Das Nationale Naturmonument „Grünes Band Sachsen-Anhalt“ erstreckt sich entlang der ehemaligen innerdeutschen Grenze über 343 Kilometer von den Elbauen im Norden bis zum Harz im Süden des Bundeslandes. Auf seinem Weg verbindet es Naturschutz gebiete und Biotope mit einzigartigen Erinnerungsorten deutscher Geschichte.

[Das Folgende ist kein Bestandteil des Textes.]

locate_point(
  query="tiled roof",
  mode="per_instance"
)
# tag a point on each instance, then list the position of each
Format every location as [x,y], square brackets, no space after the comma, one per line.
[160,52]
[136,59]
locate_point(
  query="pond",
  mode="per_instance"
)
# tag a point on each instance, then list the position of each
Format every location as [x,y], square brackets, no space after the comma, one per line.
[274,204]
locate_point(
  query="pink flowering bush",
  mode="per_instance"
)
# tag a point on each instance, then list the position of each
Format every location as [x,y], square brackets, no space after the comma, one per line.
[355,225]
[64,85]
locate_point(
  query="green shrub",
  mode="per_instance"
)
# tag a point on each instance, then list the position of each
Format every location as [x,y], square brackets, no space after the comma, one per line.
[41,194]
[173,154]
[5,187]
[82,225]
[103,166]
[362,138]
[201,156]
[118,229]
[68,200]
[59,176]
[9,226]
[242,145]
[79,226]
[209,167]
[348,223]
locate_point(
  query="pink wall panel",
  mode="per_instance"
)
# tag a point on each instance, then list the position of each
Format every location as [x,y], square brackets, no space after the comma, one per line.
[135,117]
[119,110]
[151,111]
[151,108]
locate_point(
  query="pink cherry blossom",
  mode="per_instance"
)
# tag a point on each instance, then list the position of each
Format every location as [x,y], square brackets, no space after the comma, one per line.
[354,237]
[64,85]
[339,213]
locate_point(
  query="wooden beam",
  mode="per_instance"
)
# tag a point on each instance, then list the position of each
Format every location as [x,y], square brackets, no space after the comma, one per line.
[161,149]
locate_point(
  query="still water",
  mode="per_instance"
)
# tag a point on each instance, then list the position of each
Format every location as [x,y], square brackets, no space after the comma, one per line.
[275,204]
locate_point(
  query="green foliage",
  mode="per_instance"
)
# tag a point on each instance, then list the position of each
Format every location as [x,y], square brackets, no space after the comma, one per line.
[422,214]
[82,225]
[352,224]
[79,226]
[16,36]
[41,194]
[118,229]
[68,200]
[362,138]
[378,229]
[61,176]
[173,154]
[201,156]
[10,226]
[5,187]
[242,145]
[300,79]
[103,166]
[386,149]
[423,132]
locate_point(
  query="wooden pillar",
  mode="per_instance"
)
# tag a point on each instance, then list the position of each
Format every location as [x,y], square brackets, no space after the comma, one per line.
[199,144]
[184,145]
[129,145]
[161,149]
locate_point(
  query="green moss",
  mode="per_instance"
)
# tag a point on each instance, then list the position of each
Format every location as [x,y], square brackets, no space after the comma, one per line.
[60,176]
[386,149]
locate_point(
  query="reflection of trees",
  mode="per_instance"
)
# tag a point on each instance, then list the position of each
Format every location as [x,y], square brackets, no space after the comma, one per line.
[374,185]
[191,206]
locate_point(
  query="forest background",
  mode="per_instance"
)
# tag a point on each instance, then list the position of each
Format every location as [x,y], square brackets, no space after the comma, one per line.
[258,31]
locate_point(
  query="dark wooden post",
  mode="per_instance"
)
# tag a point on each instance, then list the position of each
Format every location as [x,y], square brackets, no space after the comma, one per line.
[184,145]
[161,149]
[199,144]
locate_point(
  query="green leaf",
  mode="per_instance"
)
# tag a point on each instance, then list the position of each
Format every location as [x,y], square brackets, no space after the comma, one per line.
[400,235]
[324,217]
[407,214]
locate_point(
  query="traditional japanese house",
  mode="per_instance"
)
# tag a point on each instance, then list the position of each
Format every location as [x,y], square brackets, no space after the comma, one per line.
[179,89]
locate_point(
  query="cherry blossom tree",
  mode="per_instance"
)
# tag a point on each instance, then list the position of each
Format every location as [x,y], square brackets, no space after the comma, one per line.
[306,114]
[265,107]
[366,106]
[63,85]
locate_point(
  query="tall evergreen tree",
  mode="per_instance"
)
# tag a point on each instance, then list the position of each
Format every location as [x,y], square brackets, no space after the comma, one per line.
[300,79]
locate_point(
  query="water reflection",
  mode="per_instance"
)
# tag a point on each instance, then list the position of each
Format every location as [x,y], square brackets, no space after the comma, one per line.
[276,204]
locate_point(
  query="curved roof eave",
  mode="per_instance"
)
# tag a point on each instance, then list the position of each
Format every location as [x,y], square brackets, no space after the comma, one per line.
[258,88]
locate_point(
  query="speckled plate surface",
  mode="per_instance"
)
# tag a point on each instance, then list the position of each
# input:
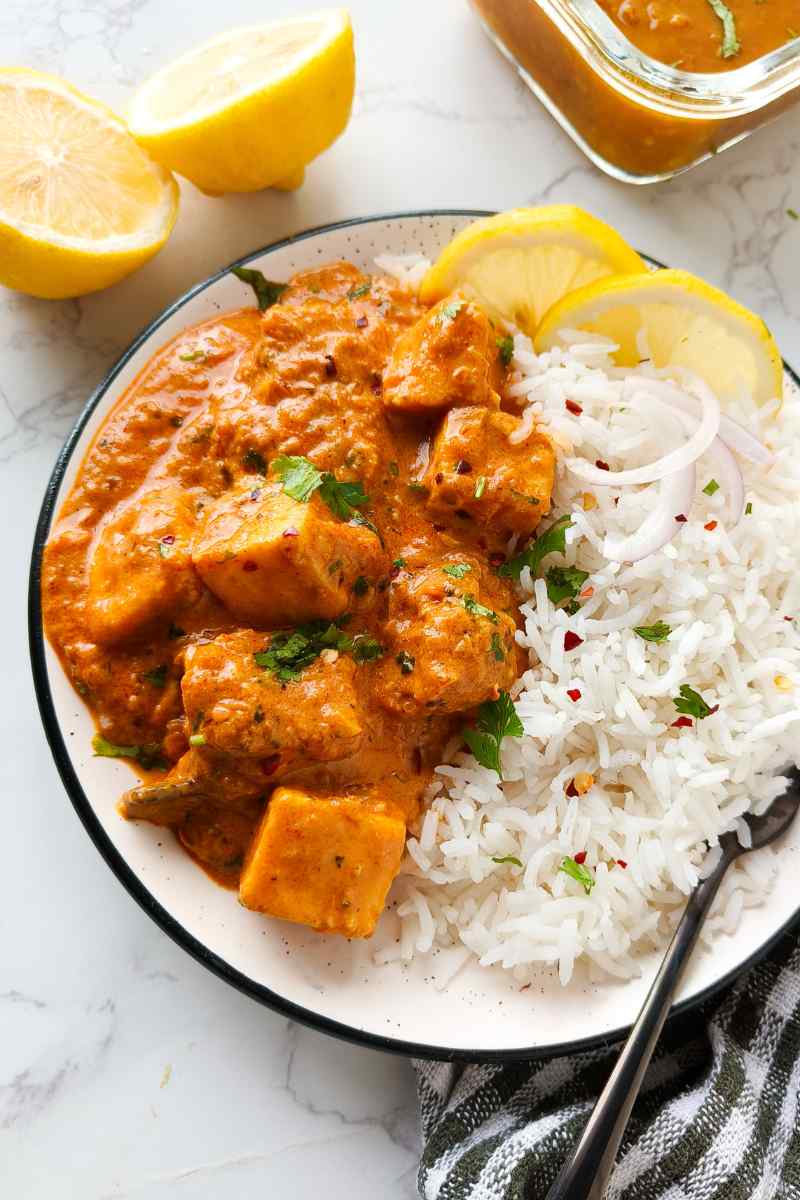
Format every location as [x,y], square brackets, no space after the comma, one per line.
[326,982]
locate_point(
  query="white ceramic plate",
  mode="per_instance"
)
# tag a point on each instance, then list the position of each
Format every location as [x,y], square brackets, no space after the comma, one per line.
[328,982]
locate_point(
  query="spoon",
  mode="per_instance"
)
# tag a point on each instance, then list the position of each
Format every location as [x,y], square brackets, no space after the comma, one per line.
[587,1171]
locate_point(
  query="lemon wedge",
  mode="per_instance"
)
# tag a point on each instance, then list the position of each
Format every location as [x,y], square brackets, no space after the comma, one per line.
[80,203]
[522,262]
[678,321]
[252,107]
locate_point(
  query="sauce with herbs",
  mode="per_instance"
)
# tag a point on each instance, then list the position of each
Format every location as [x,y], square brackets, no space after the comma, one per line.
[274,581]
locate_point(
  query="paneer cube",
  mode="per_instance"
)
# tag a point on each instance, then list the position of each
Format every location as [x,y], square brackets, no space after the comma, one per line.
[323,862]
[449,358]
[142,571]
[245,709]
[274,561]
[449,648]
[475,468]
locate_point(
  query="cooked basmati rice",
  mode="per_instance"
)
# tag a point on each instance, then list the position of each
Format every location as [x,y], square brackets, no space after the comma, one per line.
[661,795]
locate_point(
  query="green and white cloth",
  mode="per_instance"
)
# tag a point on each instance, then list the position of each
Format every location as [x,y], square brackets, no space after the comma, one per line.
[717,1117]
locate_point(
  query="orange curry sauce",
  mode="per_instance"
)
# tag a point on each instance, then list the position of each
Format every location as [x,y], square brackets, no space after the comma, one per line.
[197,541]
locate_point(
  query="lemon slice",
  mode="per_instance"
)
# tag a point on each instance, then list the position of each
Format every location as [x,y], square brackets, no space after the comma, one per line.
[678,321]
[522,262]
[80,203]
[252,107]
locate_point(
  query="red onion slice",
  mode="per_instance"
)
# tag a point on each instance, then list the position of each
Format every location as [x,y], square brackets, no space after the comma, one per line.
[675,496]
[671,463]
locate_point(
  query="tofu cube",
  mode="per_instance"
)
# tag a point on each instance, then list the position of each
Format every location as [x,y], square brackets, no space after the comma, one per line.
[274,561]
[140,571]
[475,468]
[323,862]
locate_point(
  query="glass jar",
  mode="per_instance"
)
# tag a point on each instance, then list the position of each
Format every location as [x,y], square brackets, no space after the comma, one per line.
[637,119]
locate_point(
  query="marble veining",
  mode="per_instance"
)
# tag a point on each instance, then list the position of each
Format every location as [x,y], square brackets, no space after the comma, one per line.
[127,1071]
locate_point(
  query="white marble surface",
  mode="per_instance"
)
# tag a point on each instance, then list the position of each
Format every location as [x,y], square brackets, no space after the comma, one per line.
[126,1071]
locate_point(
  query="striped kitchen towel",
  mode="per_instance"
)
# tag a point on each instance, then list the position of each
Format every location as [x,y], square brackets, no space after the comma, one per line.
[717,1117]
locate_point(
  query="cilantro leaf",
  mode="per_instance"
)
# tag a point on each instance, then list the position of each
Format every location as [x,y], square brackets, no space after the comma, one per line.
[157,677]
[447,313]
[691,703]
[564,582]
[266,292]
[579,873]
[657,633]
[505,346]
[497,719]
[477,610]
[731,43]
[552,541]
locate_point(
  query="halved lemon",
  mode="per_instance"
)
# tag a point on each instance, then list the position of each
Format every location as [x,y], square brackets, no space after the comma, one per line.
[522,262]
[678,321]
[80,203]
[252,107]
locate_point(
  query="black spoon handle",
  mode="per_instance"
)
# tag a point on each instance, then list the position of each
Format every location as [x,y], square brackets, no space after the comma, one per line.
[585,1173]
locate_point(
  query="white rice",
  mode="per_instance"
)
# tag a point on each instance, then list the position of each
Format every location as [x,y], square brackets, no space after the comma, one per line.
[662,796]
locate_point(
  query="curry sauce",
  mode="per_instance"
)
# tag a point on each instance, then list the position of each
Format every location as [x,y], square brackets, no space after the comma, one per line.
[275,581]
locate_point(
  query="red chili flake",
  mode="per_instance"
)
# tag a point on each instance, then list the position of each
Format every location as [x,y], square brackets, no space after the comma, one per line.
[269,766]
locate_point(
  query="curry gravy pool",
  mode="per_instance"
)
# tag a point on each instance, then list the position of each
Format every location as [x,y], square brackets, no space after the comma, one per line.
[274,581]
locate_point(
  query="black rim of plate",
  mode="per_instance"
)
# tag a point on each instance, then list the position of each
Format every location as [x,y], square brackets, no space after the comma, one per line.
[130,881]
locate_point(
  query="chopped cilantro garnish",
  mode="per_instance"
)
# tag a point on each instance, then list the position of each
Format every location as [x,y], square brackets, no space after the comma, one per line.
[497,719]
[148,755]
[731,45]
[564,582]
[552,541]
[477,610]
[657,633]
[405,661]
[157,677]
[447,313]
[505,346]
[366,648]
[290,652]
[579,873]
[266,292]
[301,479]
[497,648]
[254,461]
[691,703]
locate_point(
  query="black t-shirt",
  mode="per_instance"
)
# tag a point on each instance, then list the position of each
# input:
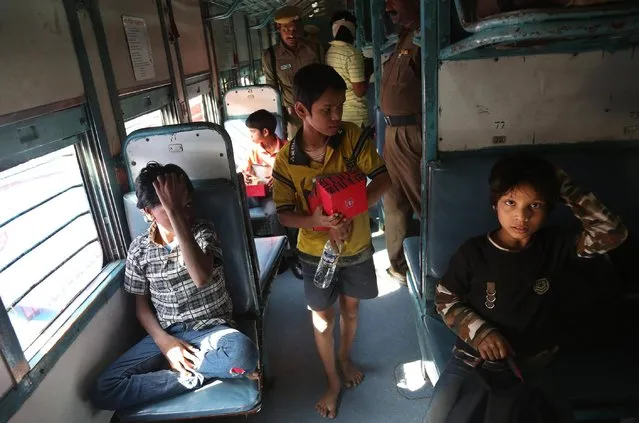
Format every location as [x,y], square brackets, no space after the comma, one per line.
[516,292]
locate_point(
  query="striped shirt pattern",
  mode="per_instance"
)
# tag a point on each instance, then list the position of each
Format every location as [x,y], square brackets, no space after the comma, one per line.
[349,63]
[151,269]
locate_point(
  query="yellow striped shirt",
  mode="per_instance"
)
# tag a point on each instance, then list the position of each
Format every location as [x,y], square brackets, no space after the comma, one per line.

Weitere Infos: www.gruenesbandlsa.de
Auf dem Hof Dammkrug von Jens Wede und Melissa Schmidt in Güssefeld können auch Menschen wie ich ohne eigenes Pferd Reiturlaub machen. Nach der Ankunft steht zuerst eine Reitstunde auf dem Programm. „Wir verleihen Pferde nicht wie Fahrräder“, sagt Jens. Das macht ihn mir gleich sympathisch. Er wird mich auf meinen Ausritten begleiten und auch mein Pferd, Jade, sieht vertrauenerweckend aus. Dösend, mit hängender Unterlippe steht sie da und lässt sich von mir den Staub aus dem dunklen Fell bürsten. Als wir mit einigen anderen Reitschülerinnen den Reitplatz betreten, versuche ich mich so unauffällig wie möglich einzureihen und die Anweisungen der Reitlehrerin zu befolgen. Gerne würde ich Jade mitteilen, wie sehr ich mich bemühe, nicht auf ihr herumzuhoppeln; meine letzte Reitstunde ist viele Jahre her. Seitdem habe ich mich aber immerhin auf verschiedenen Pferden und Ausritten als sattelfest in den drei Gangarten erwiesen. Auch den Proberitt mit Jade bestehe ich.
Weiche Knie, leerer Kopf
Für den nächsten Tag hat sich Jens einen gut 30 km langen Rundritt ausgedacht. Zuerst geht es gemütlich im Schritt über einsame Feldwege. Wir plaudern und ich genieße das besondere Gefühl des Aufbruchs. Unser Weg ist nicht ausgeschildert, aber in Sachsen-Anhalt ist Reiten überall dort erlaubt, wo es nicht ausdrücklich verboten ist. Jens weiß, über welche Felder wir reiten können und wo die besten Galoppstrecken sind. Als er später den ersten Galopp durch eine große Wiese ankündigt, bin ich etwas nervös. „Zügel nachfassen“, höre ich die Stimme meines früheren Reitlehrers im Kopf, „tief sitzen“. Doch Jade weiß schon, was jetzt kommt, und fällt hinter der anderen Stute in den Galopp.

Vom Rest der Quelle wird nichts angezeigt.